In case of shallow detachments and in case of younger patients, usually the classic method is used. In 30% of cases there will be need to operate again, by method of vitrectomy. Vitrectomy is, nevertheless, number one choice in cases of detachments generated by presence of membranes on retina, cases of longer lasting retinal detachments, diabetes mellitus, detachments resulted from trauma, or resultant of high myopia. During the surgery those masses are completely removed, which enables permanent adhesion of retina.

In place of vitreous body expansive gas is instilled as tamponade, or silicone oil.

Gas will remain in the eye for some time, 2 – 4 weeks, then it is resorbed. Patient must know that because of gas, he will not be able to see for several days, after receding of gas bubble, the vision is coming back. First two to three weeks after the surgery one should avoid altitudes higher than 1000m and airplane flights until resorption of gas, because there is possibility of sudden increase of intraocular pressure resulting from gas expansion.

In cases of more complicated and longer lasting detachments, it is practice to use silicone oil as tamponade. Its advantage over gas is that patient seas immediately after the surgery and is always used in case of only one functional eye, multiple ruptures, highly myopic eye, but it demands additional surgery, evacuation of silicone oil, approximately two-three months after the first surgery.

In cases of complicated retinal detachments the scarring processes occur, i.e genesis of new membranes, even after complete removal, requiring one or more additional surgeries. This is a case with advanced, longlasting, nontreated processes, proliferative diabetic changes, traumatic retinal detachments.

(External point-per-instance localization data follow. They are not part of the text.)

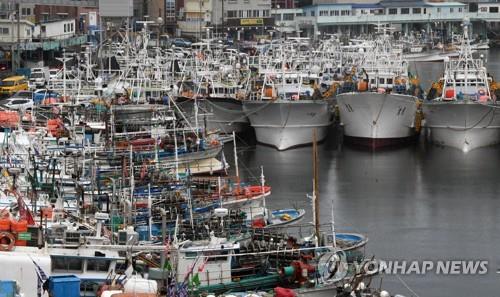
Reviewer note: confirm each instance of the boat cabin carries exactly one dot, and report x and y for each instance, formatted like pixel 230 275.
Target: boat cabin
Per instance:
pixel 210 259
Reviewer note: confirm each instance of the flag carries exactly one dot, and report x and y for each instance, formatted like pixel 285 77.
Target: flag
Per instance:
pixel 167 266
pixel 41 278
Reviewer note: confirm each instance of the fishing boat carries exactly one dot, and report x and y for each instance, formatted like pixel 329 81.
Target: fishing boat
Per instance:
pixel 378 102
pixel 461 110
pixel 286 106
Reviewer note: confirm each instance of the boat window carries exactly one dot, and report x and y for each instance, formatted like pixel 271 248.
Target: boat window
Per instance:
pixel 216 256
pixel 67 264
pixel 191 254
pixel 98 265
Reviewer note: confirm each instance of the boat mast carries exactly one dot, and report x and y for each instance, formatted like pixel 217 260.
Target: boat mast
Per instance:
pixel 315 189
pixel 262 184
pixel 236 162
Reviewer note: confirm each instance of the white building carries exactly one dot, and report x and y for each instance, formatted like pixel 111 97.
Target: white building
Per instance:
pixel 61 29
pixel 9 31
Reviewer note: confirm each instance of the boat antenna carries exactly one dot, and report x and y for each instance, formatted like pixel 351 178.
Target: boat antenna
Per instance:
pixel 315 188
pixel 236 162
pixel 334 237
pixel 262 184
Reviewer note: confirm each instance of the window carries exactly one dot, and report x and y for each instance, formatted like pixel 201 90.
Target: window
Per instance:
pixel 98 265
pixel 66 264
pixel 26 11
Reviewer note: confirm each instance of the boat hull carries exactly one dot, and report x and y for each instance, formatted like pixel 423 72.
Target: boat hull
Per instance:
pixel 377 120
pixel 435 56
pixel 463 125
pixel 287 124
pixel 222 114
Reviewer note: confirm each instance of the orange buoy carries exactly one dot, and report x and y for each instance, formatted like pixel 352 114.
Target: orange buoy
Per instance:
pixel 7 241
pixel 5 224
pixel 449 94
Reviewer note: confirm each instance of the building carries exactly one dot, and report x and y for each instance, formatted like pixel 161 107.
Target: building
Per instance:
pixel 197 16
pixel 13 32
pixel 285 20
pixel 55 30
pixel 284 4
pixel 249 20
pixel 404 15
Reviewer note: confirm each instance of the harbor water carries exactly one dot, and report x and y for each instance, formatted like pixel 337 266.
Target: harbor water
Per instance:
pixel 419 202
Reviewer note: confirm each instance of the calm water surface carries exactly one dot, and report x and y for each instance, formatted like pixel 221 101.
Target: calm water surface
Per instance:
pixel 418 202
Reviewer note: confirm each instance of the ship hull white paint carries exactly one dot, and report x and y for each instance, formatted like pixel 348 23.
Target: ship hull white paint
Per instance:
pixel 430 57
pixel 463 125
pixel 286 124
pixel 378 119
pixel 222 114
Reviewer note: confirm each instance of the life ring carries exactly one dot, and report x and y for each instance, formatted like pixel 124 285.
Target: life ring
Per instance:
pixel 5 247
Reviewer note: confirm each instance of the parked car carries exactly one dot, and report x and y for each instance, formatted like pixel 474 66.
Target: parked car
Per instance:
pixel 44 96
pixel 39 77
pixel 181 42
pixel 22 95
pixel 10 85
pixel 17 103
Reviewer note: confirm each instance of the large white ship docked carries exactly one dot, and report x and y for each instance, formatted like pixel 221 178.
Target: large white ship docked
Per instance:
pixel 463 112
pixel 288 105
pixel 379 108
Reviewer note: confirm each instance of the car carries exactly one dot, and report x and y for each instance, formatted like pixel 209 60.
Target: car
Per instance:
pixel 4 67
pixel 38 77
pixel 181 42
pixel 10 85
pixel 22 95
pixel 17 103
pixel 54 73
pixel 45 96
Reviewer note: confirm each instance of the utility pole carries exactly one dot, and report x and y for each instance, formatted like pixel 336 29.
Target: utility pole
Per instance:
pixel 18 14
pixel 223 19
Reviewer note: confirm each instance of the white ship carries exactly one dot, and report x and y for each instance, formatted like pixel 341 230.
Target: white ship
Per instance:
pixel 288 105
pixel 379 108
pixel 463 112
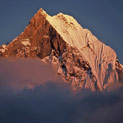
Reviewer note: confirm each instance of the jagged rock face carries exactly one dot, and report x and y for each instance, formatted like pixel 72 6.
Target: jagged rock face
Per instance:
pixel 37 40
pixel 82 59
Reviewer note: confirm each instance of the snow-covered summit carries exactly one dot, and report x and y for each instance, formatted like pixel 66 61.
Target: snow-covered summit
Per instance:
pixel 101 58
pixel 81 58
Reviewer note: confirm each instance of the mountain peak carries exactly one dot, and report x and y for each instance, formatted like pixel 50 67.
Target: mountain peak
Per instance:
pixel 81 58
pixel 41 11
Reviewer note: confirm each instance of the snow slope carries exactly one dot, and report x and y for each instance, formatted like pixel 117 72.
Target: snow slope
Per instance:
pixel 100 57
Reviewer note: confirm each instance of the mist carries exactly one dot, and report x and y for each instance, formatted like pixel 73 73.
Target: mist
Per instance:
pixel 31 91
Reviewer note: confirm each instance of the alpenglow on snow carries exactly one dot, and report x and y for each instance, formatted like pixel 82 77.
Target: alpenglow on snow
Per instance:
pixel 80 57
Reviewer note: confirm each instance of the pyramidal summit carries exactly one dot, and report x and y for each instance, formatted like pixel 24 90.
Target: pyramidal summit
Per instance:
pixel 81 59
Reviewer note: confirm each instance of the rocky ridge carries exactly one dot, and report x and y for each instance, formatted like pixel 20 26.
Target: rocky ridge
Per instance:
pixel 82 59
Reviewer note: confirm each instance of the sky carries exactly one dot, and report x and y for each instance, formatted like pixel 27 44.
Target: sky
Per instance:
pixel 102 17
pixel 27 95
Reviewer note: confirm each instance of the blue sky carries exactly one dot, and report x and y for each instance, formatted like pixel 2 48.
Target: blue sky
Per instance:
pixel 102 17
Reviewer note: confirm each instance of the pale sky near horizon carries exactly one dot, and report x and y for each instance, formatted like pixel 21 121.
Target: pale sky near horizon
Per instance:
pixel 102 17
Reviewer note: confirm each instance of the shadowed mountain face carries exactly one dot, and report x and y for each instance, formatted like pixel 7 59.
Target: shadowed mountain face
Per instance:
pixel 80 57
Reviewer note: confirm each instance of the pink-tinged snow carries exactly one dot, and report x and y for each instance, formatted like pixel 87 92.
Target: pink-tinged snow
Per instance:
pixel 100 57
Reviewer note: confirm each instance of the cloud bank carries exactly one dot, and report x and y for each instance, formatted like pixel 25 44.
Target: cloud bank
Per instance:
pixel 30 91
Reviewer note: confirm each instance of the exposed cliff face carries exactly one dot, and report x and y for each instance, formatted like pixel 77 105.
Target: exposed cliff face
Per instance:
pixel 81 58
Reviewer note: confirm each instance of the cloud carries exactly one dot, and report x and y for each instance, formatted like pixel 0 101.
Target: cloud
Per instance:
pixel 51 101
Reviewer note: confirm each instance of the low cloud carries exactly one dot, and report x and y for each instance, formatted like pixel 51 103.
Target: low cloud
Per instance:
pixel 49 100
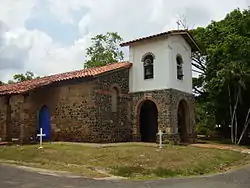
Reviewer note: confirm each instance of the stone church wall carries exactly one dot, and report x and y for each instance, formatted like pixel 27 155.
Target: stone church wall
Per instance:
pixel 80 111
pixel 167 104
pixel 3 112
pixel 71 107
pixel 113 126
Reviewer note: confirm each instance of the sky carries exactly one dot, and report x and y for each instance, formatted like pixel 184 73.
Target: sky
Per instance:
pixel 50 36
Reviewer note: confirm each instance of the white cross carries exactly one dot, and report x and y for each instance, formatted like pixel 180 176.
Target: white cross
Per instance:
pixel 160 133
pixel 41 135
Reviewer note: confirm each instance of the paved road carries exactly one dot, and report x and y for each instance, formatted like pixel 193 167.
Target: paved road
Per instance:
pixel 12 177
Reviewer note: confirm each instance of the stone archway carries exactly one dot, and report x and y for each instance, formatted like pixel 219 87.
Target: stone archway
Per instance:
pixel 183 118
pixel 44 122
pixel 148 121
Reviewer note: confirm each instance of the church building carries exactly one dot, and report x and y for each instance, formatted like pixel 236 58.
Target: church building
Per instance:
pixel 119 102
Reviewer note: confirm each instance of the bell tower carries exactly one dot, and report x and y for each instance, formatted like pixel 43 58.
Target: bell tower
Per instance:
pixel 162 73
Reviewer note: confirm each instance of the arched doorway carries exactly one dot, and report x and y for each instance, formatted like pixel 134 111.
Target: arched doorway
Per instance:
pixel 148 121
pixel 44 122
pixel 183 121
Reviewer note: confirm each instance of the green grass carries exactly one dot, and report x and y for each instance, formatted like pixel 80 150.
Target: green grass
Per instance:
pixel 133 161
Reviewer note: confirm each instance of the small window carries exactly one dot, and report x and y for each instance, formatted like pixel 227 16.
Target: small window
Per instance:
pixel 148 64
pixel 114 99
pixel 179 62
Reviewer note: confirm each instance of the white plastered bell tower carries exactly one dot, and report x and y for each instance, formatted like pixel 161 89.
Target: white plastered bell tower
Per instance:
pixel 161 61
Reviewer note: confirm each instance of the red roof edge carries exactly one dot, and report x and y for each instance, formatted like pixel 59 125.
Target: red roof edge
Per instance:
pixel 22 87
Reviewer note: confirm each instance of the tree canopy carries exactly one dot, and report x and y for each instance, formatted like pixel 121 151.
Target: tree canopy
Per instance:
pixel 21 77
pixel 224 64
pixel 104 50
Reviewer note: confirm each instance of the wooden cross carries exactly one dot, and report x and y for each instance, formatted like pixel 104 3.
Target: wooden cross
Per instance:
pixel 160 133
pixel 41 135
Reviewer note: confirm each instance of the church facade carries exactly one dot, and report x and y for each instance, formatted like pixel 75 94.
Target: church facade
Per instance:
pixel 119 102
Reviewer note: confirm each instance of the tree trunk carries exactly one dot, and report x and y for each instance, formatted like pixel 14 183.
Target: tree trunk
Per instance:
pixel 232 119
pixel 245 126
pixel 230 111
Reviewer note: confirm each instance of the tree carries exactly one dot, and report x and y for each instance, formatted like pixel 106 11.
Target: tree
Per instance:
pixel 104 50
pixel 22 77
pixel 224 65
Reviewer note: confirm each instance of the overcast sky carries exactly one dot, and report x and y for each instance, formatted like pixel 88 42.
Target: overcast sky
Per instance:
pixel 50 36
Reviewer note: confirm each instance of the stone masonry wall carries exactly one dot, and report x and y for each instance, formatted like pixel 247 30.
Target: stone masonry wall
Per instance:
pixel 3 113
pixel 71 107
pixel 113 126
pixel 80 111
pixel 167 102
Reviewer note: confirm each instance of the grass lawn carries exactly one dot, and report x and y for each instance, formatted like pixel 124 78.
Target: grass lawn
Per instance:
pixel 134 161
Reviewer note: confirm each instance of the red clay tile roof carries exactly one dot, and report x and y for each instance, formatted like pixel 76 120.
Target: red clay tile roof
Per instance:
pixel 184 33
pixel 25 86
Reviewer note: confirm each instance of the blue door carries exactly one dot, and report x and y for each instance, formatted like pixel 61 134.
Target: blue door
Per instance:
pixel 44 122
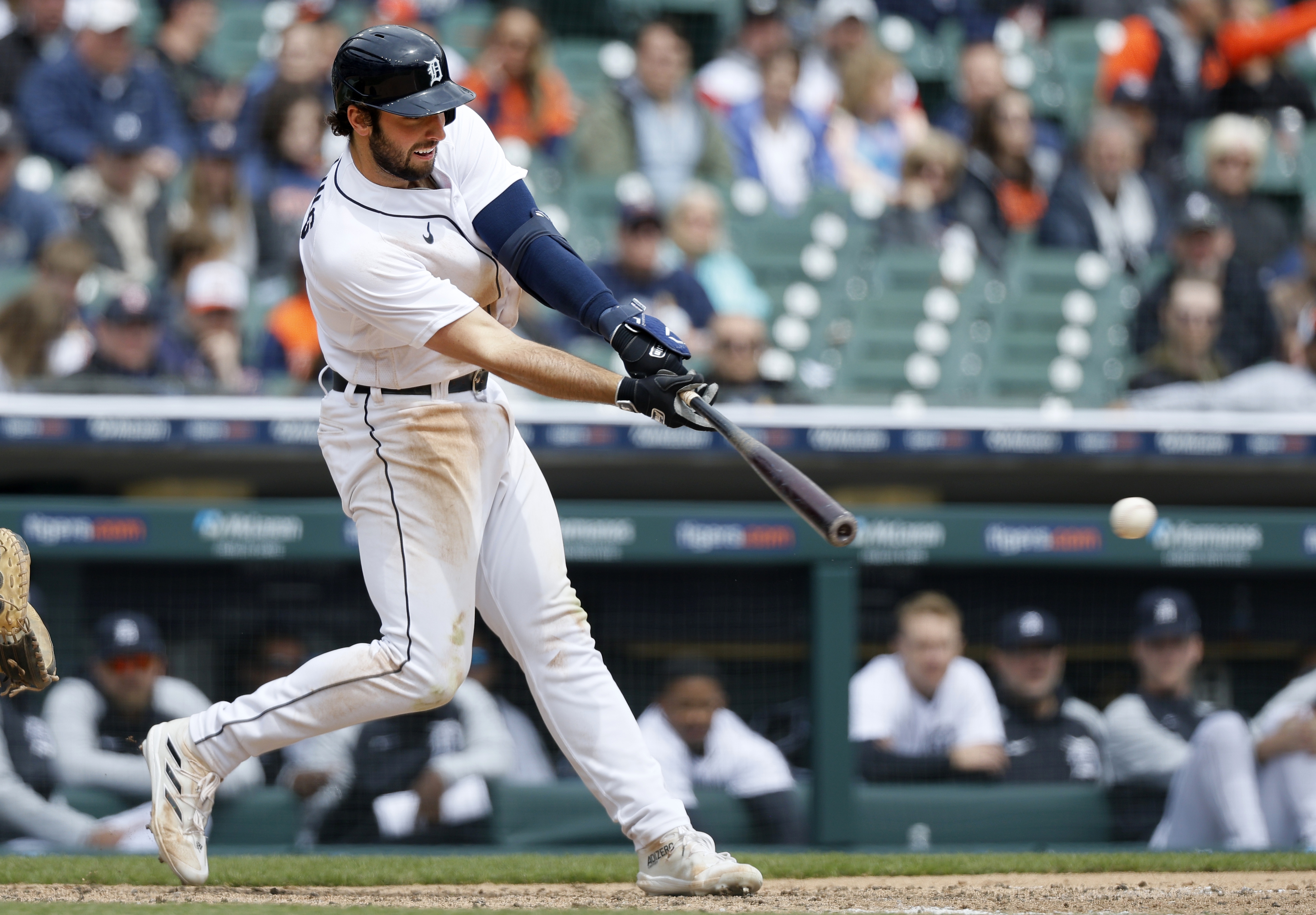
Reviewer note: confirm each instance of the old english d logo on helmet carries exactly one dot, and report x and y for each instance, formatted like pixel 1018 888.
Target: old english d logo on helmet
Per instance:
pixel 398 70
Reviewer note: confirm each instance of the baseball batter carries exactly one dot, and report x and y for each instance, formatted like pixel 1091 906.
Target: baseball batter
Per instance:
pixel 416 250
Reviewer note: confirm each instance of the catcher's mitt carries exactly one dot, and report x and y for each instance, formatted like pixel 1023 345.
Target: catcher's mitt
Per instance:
pixel 27 654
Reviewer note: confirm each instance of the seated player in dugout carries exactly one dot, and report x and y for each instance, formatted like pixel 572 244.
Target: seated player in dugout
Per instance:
pixel 100 720
pixel 702 743
pixel 926 713
pixel 1049 734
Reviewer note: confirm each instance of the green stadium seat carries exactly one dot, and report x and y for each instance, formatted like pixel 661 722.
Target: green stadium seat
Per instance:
pixel 235 49
pixel 578 60
pixel 1036 346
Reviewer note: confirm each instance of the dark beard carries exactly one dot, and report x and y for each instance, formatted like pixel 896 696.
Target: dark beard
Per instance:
pixel 394 161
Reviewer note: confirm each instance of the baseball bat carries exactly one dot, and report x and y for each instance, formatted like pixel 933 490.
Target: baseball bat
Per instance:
pixel 791 486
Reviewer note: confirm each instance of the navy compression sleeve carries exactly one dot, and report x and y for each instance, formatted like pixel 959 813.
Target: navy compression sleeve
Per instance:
pixel 549 271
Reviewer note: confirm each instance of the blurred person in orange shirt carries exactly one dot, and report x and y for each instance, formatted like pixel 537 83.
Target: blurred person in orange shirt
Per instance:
pixel 293 342
pixel 518 91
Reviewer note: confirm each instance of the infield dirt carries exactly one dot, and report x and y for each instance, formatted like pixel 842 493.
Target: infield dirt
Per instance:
pixel 1132 892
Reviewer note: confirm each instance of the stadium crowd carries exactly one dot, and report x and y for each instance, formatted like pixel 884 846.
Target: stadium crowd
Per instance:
pixel 150 208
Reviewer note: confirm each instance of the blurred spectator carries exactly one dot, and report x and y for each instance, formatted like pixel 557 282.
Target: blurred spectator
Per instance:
pixel 41 330
pixel 1190 327
pixel 293 341
pixel 697 229
pixel 1174 750
pixel 1235 149
pixel 1263 85
pixel 926 712
pixel 931 177
pixel 1105 204
pixel 99 721
pixel 1268 387
pixel 216 298
pixel 187 28
pixel 28 779
pixel 102 89
pixel 1002 193
pixel 39 35
pixel 1049 734
pixel 652 123
pixel 1169 68
pixel 982 78
pixel 673 296
pixel 1285 732
pixel 531 763
pixel 778 144
pixel 1290 296
pixel 216 202
pixel 120 208
pixel 840 29
pixel 518 91
pixel 739 344
pixel 735 77
pixel 28 220
pixel 1203 248
pixel 420 777
pixel 293 135
pixel 866 142
pixel 305 62
pixel 131 340
pixel 698 741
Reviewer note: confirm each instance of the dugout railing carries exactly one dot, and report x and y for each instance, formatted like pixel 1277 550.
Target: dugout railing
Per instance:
pixel 799 613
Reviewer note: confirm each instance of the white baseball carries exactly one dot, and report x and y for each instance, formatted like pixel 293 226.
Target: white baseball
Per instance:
pixel 1132 517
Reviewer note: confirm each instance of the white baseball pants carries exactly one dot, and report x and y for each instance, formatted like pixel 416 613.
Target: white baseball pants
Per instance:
pixel 1214 797
pixel 1289 800
pixel 452 514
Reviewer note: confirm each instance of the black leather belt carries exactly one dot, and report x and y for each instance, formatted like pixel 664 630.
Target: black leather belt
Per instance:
pixel 477 382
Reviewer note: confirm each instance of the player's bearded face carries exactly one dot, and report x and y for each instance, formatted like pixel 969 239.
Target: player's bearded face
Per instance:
pixel 411 161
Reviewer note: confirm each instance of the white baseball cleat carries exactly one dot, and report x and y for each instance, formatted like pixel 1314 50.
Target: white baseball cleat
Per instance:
pixel 182 797
pixel 686 863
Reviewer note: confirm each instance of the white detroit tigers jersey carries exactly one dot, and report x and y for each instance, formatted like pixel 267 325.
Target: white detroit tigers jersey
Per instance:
pixel 963 713
pixel 389 267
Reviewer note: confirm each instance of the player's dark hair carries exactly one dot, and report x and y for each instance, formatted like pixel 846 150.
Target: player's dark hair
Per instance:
pixel 341 127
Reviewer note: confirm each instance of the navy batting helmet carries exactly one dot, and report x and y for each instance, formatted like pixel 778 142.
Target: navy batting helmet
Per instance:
pixel 399 70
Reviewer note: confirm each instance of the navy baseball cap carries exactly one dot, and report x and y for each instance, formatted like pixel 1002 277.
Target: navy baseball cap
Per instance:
pixel 640 215
pixel 1165 613
pixel 127 633
pixel 1028 628
pixel 135 306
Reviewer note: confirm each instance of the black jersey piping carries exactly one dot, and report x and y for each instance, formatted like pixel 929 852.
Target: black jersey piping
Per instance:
pixel 498 280
pixel 402 545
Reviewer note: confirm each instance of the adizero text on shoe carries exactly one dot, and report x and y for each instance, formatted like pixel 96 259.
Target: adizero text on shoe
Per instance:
pixel 182 797
pixel 686 863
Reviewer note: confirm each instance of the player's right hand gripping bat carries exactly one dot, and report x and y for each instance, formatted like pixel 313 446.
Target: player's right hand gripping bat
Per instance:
pixel 820 511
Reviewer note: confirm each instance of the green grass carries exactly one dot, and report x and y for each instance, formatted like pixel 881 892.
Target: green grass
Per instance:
pixel 397 870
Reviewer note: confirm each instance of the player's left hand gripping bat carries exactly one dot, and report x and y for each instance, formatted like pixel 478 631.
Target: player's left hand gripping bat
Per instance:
pixel 820 511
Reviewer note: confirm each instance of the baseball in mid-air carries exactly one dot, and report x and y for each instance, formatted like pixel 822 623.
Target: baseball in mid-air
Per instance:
pixel 1132 517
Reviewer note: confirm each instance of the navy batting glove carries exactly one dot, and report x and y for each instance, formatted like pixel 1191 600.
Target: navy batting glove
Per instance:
pixel 659 397
pixel 645 344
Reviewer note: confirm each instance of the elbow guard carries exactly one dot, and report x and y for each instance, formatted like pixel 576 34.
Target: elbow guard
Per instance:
pixel 519 243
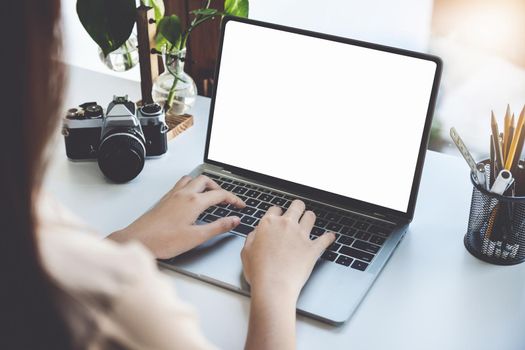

Special hospital SVETI VID is rearing high quality, new age retinal and vitreous surgery, in cooperation with European universities. Here was for the first time in the country initiated vitreoretinal surgery with gas tamponade. Among first in the world, here was applied surgery of minimal incision, 25 gauge and 23 gauge, meaning that the surgery of posterior segment became micro-incisional and without suture, like surgery of the anterior segment. With perfect visualization during the surgery it is possible to reach the utmost periphery of the back of the eye, which creates conditions for precise and sophisticated surgery thereby solving the retinal problems completely with long lasting effect. In this institution particular care is given to macular surgery. Very few world centers have developed fine techniques of treating macular problems, especially macular hole and membranes (macular pucker) in macular regions, processes which elevate and change macular structure resulting in fall of visual acuity and distortion of images. Great possibilities are given by new diagnostic procedures, as is optical coherent tomography (OCT) with possibility of viewing fine, almost histological structures of macula.

In SVETI VID, limits of operability are furthered toward higher possibilities employing precision of surgical techniques, extraordinary surgical equipment and apparatus of the latest technology.